Kalaivani Srinivasan
- Srinivasan with Manju Rani at 2nd India Open International Boxing Tournament Guwahati

Personal information
- Full name: Kalaivani Srinivasan
- National team: India
- Citizenship: Indian
- Born: 25 November 1999 (age 26) Chennai, Tamil Nadu, India

Sport
- Country: India

= Kalaivani Srinivasan =

Female Indian boxer

Kalaivani Srinivasan (born 25 November 1999) is a female Indian boxer who competes in the 48 kg category. She won a Silver medal at the Indian Seniors National Boxing Championship in Vijayanagar in 2019. She was named the ‘Most Promising Boxer’ at the Indian National Boxing Championship in 2019. She later won a gold medal at the South Asian Games in Kathmandu, Nepal in 2019.

== Personal life and background ==
Srinivasan was born in Washermenpet, Chennai, Tamil Nadu on 25 November 1999. Her father, M. Srinivasan was an amateur boxer and her brother Ranjith was a national level boxer as well. She developed an interest in boxing as a child while watching her father train her brother at home. Her family was financially strained and her father started farming to supplement their income and support Kalaivani's training.
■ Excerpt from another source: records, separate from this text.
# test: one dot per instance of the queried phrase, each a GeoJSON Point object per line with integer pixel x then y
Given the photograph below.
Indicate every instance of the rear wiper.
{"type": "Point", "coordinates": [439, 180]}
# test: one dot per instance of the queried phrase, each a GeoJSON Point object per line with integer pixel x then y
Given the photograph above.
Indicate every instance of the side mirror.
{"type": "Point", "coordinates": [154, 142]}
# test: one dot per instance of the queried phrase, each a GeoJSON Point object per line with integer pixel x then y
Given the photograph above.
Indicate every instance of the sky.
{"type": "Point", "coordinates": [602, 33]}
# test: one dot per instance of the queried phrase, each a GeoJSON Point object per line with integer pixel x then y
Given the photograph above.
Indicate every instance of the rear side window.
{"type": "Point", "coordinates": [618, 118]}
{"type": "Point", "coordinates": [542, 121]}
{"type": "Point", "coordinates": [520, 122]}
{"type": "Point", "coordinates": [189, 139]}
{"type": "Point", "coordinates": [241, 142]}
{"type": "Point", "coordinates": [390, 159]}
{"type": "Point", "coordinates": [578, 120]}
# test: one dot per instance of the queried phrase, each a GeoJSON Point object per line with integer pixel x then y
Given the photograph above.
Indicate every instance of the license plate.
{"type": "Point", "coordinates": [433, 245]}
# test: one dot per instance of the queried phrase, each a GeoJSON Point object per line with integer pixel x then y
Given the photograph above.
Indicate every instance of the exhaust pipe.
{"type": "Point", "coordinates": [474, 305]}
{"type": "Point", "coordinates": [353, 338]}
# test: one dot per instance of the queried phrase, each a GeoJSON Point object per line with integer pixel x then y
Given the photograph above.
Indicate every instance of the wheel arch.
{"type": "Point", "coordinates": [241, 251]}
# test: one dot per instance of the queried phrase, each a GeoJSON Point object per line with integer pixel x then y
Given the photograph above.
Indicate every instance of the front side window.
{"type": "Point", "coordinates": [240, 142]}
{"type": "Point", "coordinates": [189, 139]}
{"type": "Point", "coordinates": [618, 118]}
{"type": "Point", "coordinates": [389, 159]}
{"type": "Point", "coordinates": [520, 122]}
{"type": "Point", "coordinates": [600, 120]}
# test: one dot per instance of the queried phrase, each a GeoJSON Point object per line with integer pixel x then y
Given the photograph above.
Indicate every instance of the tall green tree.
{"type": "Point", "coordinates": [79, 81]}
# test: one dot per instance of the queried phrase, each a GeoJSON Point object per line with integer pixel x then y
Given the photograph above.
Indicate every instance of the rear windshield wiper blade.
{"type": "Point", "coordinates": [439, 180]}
Kalaivani had started boxing in class 4.

== Professional achievements ==
She won a bronze medal at Sub-Junior Women's National Boxing Championship in 2012. She won a silver medal at the Senior Women's National Boxing Championship in 2019. She won a gold medal in the South Asian Games in Kathmandu, in 2019. Kalaivani currently competes in the 48 kg category which is not a part of Olympic games.